Al otro día arrancamos para la ermita de la virgen del cerro. Una enorme cantidad de gente llegada de distintos lugares del país sube cada sábado rezando y cantando. Un espectáculo digno de ver, seas o no creyente. Ancianos, enfermos, niños, familias enteras, todos quieren ser tocados por la señora que, se dice, ha tenido contacto con la virgen que le encomendó la creación del santuario. Estuvimos varias horas esperando con la petisa, con mucho frío, pero valió la pena. Finalmente nos colocaron de pie, en fila, uno al lado del otro, mientras la señora recorría las hileras y colocaba levemente su mano sobre el hombro de cada persona. Muchas de ellas caían, como desmayadas, al piso, y eran sujetadas por voluntarios que iban colocándose por detrás suyo. Cuando nos llegó el turno, cerré los ojos mientras la señora miraba fijamente a la petisa y nos colocaba sus dos manos a la vez, en un hombro a cada uno. Fue instantáneo: perdí la noción del tiempo y el espacio, me desplomé hacia atrás sin siquiera poner las manos, fue mucho más fuerte que yo. Un voluntario debe haberme agarrado y depositado en el piso, porque cuando recobré la conciencia estaba acostado y sentía en todo el cuerpo una suerte de escalofrío interminable, una energía que me recorría desde los dedos de las manos hasta los de los pies. Escuché a la petisa, emocionada, acostada a mi lado. Pero no podía abrir los ojos, ni quería hacerlo. La sensación era de placer extremo, paz y tranquilidad. Un viaje místico, difícil de explicar. Después de un rato logré ver a mi alrededor: ya no quedaba nadie de nuestra hilera. La petisa se incorporó lentamente, yo me quedé un rato sentado, me sentía medio boleado todavía. Finalmente logré pararme y emprendimos el descenso disfrutando de una espectacular vista de la ciudad desde lo alto.
Aún consternados, nos pusimos en manos de un taxista que nos depositó en el patio de la empanada para nuestro almuerzo. Un tamal y un plato de locro con vino de la casa acabaron con todo el frío que chupamos arriba del cerro.
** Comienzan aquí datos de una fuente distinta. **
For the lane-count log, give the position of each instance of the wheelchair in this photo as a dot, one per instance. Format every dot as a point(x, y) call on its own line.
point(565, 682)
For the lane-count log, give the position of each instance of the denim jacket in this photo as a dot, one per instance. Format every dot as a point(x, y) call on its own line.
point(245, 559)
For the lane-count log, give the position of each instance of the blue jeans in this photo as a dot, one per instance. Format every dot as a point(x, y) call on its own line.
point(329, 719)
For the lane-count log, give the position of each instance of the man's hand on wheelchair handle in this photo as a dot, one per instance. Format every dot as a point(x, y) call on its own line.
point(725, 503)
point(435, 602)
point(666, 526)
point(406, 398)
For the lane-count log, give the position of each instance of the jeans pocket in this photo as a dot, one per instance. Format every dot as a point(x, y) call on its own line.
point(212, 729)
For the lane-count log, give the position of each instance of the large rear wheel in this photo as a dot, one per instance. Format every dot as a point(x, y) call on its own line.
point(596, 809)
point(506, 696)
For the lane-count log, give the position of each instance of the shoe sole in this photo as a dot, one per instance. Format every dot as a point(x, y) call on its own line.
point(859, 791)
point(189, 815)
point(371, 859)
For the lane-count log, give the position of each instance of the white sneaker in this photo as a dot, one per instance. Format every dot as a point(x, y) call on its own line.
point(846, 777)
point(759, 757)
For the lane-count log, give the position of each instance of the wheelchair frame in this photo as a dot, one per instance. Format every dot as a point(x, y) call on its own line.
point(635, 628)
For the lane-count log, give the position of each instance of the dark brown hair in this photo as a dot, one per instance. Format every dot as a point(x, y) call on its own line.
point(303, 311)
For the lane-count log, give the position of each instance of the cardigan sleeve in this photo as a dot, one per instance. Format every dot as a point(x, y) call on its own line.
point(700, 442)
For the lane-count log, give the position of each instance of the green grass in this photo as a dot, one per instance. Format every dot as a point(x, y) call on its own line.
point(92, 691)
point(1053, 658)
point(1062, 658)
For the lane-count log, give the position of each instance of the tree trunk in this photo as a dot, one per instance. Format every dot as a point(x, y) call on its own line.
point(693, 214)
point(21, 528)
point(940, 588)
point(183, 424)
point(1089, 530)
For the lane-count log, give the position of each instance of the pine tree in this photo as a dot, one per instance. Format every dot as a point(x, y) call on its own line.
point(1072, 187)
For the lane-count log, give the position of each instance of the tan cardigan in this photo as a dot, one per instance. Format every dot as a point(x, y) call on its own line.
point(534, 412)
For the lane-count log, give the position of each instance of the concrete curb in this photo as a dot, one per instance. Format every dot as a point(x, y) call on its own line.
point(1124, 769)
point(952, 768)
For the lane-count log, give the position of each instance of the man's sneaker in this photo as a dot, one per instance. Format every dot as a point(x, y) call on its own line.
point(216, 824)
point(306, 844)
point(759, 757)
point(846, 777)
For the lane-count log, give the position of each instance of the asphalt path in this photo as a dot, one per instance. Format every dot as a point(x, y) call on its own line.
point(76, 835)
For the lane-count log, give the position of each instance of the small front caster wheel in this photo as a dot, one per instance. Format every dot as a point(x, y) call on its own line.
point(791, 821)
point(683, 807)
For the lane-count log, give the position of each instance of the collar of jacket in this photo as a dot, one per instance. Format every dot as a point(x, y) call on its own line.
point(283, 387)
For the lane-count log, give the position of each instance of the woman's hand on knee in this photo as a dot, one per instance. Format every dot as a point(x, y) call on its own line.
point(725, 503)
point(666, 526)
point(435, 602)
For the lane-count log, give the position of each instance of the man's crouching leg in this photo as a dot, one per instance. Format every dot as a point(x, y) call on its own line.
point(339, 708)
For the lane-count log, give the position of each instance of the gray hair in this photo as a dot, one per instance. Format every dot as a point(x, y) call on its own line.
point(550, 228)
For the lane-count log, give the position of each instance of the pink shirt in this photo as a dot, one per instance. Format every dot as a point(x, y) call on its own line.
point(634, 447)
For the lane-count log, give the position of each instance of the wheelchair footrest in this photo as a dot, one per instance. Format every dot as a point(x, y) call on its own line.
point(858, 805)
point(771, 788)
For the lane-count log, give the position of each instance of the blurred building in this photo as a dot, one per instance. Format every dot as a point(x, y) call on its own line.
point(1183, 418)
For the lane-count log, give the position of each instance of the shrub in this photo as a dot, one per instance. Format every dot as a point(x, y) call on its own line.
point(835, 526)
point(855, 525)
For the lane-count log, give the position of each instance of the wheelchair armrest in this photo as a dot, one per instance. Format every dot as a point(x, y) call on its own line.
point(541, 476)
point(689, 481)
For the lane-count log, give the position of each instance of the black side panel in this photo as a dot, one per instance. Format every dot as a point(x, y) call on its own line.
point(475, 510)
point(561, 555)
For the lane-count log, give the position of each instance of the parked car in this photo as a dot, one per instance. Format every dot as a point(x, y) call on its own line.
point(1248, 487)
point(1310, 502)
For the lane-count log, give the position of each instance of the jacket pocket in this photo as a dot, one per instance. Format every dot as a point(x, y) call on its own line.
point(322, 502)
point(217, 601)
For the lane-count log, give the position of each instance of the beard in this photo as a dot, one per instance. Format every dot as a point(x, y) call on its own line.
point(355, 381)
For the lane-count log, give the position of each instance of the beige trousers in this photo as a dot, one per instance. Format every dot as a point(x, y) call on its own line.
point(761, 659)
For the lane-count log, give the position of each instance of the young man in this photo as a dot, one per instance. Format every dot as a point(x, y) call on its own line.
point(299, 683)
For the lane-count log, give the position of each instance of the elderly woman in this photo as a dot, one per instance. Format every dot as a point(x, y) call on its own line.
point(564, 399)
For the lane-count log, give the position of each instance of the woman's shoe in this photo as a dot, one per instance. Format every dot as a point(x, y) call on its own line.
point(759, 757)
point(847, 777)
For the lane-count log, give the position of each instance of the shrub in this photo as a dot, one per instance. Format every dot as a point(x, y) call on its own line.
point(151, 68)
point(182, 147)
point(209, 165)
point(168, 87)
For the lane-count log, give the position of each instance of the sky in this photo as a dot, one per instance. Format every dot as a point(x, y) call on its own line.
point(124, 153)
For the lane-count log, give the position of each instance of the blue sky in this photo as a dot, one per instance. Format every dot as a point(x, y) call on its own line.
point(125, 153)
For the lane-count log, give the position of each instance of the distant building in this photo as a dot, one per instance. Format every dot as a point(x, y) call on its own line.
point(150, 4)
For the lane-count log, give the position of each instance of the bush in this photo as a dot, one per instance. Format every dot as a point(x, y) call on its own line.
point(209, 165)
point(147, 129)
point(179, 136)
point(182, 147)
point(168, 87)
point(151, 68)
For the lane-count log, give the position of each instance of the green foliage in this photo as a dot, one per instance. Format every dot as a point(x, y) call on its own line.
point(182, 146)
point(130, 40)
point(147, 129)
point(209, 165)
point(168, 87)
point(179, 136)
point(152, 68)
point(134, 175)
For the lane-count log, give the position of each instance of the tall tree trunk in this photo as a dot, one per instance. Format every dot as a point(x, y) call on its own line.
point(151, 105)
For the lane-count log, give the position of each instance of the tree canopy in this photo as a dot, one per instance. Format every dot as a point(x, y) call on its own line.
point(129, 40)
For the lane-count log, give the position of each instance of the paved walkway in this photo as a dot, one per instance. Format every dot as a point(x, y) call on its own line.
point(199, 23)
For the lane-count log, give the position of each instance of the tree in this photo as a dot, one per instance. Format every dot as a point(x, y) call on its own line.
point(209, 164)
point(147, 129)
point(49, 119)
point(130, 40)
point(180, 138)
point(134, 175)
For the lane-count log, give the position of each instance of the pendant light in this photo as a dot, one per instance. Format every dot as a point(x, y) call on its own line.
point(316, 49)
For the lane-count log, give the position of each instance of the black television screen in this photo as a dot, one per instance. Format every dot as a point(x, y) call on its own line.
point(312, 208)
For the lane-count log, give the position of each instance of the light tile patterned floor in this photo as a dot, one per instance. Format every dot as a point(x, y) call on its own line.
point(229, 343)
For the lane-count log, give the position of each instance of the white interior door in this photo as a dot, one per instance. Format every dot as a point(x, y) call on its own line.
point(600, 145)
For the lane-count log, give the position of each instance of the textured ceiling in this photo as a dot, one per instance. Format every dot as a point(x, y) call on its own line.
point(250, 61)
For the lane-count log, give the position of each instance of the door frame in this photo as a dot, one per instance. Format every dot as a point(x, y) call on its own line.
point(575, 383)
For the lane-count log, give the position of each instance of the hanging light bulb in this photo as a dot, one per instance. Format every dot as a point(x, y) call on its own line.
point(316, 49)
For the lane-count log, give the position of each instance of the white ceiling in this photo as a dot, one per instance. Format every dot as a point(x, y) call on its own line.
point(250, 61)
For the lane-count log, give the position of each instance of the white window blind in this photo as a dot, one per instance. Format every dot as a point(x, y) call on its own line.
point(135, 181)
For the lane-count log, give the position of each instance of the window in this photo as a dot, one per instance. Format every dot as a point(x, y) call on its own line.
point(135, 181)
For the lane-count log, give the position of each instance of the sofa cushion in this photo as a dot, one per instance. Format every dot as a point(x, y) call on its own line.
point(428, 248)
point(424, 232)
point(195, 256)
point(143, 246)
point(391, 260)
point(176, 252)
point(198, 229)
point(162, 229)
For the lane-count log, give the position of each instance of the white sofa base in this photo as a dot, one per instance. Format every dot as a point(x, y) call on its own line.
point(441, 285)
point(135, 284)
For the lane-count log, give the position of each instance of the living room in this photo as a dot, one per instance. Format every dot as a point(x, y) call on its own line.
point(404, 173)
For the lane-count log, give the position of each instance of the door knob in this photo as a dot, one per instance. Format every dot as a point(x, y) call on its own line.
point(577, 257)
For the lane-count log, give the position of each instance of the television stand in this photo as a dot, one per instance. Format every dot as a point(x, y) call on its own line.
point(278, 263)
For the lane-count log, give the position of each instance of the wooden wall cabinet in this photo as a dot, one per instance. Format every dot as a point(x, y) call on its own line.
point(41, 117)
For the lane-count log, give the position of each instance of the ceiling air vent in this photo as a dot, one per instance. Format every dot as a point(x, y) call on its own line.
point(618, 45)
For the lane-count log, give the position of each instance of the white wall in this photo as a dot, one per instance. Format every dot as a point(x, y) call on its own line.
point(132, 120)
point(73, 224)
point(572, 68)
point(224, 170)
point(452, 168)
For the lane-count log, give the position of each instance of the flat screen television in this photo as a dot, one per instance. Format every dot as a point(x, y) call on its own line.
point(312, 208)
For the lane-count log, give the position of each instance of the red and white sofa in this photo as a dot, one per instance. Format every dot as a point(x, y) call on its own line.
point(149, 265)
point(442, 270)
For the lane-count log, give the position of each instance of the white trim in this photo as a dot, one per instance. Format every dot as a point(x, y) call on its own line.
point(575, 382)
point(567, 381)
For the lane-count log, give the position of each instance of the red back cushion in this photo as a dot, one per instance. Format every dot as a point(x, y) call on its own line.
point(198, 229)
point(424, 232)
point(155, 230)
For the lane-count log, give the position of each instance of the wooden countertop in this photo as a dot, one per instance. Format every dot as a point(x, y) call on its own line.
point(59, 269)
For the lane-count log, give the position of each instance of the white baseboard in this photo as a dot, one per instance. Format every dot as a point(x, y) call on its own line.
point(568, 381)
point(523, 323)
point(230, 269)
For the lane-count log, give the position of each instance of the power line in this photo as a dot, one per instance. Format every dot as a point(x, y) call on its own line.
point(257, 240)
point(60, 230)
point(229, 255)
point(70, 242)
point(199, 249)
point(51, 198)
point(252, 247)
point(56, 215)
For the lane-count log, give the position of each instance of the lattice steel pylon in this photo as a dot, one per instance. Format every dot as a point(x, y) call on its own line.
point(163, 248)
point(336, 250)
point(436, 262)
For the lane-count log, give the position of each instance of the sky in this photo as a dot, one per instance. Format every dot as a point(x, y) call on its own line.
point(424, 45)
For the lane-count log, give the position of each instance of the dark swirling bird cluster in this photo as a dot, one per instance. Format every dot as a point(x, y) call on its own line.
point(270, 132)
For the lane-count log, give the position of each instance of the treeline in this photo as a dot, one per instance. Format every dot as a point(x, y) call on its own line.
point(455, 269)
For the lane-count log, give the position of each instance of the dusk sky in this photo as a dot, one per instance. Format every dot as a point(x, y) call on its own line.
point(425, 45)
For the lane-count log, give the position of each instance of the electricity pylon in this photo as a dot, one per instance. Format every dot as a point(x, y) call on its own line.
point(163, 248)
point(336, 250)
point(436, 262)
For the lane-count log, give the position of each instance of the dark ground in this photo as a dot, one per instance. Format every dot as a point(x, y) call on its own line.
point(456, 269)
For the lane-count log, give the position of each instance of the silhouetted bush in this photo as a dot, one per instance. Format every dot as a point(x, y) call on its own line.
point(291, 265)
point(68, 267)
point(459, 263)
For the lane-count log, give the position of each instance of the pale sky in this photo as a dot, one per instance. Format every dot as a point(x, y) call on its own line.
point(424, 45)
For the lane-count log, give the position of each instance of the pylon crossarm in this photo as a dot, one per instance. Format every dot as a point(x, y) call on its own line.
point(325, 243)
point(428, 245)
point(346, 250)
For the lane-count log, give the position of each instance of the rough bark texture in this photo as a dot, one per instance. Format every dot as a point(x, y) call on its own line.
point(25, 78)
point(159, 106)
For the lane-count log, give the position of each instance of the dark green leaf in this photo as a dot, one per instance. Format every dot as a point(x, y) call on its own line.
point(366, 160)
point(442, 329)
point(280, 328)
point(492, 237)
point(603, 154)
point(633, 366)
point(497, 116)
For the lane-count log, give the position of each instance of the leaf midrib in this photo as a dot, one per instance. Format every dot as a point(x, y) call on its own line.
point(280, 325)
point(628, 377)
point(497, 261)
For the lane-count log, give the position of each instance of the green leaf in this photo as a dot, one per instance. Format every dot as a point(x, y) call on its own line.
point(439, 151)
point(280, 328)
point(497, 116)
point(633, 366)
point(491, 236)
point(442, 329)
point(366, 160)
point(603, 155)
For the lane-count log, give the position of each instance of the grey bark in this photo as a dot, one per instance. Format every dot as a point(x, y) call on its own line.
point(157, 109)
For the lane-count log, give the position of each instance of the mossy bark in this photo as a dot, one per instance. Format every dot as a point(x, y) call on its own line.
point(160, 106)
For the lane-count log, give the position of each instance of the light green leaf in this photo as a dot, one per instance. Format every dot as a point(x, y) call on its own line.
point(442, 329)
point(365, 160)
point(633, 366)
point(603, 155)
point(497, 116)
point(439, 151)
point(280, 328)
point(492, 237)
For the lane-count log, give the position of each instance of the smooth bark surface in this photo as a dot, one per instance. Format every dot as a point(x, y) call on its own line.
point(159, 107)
Al rato apareció cuñadita y salimos a caminar los tres por la ciudad. La plaza central de Salta es extraordinaria. De noche iluminan todos los edificios históricos para sacar a relucir todo su esplendor. El cabildo de un lado, la basílica del otro, ferias de artesanos, museos de arte aborígen, realmente para enamorarse. Me llamó la atención la devocion de los salteños, dos por tres se escuchan las campanadas de alguna iglesia, que las hay por todas partes. La misa del sábado a la noche en la basílica se reproducía por parlantes hacia toda la plaza e incluso se transmitía a través de una pantalla gigante colocada en la entrada. Es que la verdad es que no entraban todos adentro, a pesar de las enormes dimensiones de la iglesia. Apenas pude asomarme, estaba de bote a bote (o de nave a nave de la iglesia). La gente que quedaba afuera se mantenía firme a pesar del frío que no era menor y, la mayoría de ellos, rezaba con las palmas de las manos extendidas y hacia arriba. Un rato después me topé con la iglesia de san francisco, igual de imponente, y también explotaba de fieles escuchando la misa: casi no pude entrar.
Más tarde, salimos a comer por la calle balcarce, una peatonal para todos los gustos: boliches, bares, restaurantes. Optamos por el más típico. Comimos una parrillada mientras disfrutábamos de un grupo de folclore entonando zambas y chacareras, y de un paisano que la descosía con el malambo y revoleaba poncho y boleadoras por igual.
De vuelta al hostal, caímos rendidos, purificados y felices.